Return Format Requirements

All Strands tools must return a dictionary with this structure:
{
    "toolUseId": "placeholder",  # Will be replaced by Strands
    "status": "success" | "error",
    "content": [
        {"text": "Simple text response"} |
        {"json": {"key": "Complex data object"}}
    ]
}
Format Guidelines:
  • Use {"text": "message"} for simple text responses
  • Use {"json": data} for complex data that should be preserved as structured information
  • Always set status to either "success" or "error"

Implementation Guidelines

Documentation

The function name and docstring are used when the LLM considers which tool to use.
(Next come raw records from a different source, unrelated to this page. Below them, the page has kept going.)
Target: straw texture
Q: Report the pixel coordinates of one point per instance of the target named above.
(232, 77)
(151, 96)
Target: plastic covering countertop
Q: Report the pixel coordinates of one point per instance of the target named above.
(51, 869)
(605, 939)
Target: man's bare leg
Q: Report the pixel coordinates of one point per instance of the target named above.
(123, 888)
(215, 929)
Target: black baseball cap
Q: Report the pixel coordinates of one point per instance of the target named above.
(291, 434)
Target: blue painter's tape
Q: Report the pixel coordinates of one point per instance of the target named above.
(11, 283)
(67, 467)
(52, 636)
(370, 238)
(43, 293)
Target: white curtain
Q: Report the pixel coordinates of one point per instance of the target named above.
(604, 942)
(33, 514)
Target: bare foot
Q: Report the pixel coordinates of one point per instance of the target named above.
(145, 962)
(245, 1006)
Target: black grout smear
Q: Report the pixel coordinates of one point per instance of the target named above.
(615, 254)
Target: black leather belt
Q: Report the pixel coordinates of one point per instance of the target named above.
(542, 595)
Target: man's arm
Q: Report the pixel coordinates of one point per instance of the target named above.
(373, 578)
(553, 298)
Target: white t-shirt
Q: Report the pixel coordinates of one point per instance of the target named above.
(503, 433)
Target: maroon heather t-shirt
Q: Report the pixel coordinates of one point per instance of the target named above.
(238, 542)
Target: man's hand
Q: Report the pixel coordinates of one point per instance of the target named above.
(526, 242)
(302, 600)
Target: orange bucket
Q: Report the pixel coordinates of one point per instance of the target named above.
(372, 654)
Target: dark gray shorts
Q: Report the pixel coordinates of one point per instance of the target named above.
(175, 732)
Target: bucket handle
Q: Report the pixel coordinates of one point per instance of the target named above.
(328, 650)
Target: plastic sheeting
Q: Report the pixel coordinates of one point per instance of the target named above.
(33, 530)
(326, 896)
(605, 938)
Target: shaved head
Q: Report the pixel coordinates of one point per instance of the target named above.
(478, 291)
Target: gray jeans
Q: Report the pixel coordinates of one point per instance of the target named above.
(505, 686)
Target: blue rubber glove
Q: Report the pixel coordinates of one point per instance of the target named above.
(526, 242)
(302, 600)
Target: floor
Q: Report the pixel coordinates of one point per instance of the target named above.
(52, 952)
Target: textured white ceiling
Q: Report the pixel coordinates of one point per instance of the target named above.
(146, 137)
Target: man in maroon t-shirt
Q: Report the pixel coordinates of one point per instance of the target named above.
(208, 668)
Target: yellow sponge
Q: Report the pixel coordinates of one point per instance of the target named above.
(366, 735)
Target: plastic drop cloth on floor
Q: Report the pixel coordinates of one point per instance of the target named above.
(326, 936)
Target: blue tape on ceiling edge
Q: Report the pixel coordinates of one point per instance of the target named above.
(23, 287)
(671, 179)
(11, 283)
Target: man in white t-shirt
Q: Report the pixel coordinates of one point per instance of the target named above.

The docstring is embedded in the prompt, so describe the tool’s purpose and parameters precisely.

File Location

Place your implementation file in the backend/app/strands_integration/tools/ directory.

Registration

Open backend/app/strands_integration/utils.py and edit get_strands_registered_tools to include your new tool.

Frontend Labels (Optional)

Add clear names and descriptions for the frontend UI. While optional, this improves UX by providing user-friendly explanations instead of using the technical function names.
  1. Edit frontend/src/i18n/en/index.ts and add your name and description under agent.tools
  2. Edit other language files (e.g., ja/index.ts) as needed

Deployment

Run npx cdk deploy to deploy your changes and make your custom tool available in the custom bot screen.

Using Custom Tools

Once deployed, users can enable your custom tool in the Agent section of the custom bot screen by toggling the switch next to the tool name. When enabled, the agent can utilize the tool when processing user queries.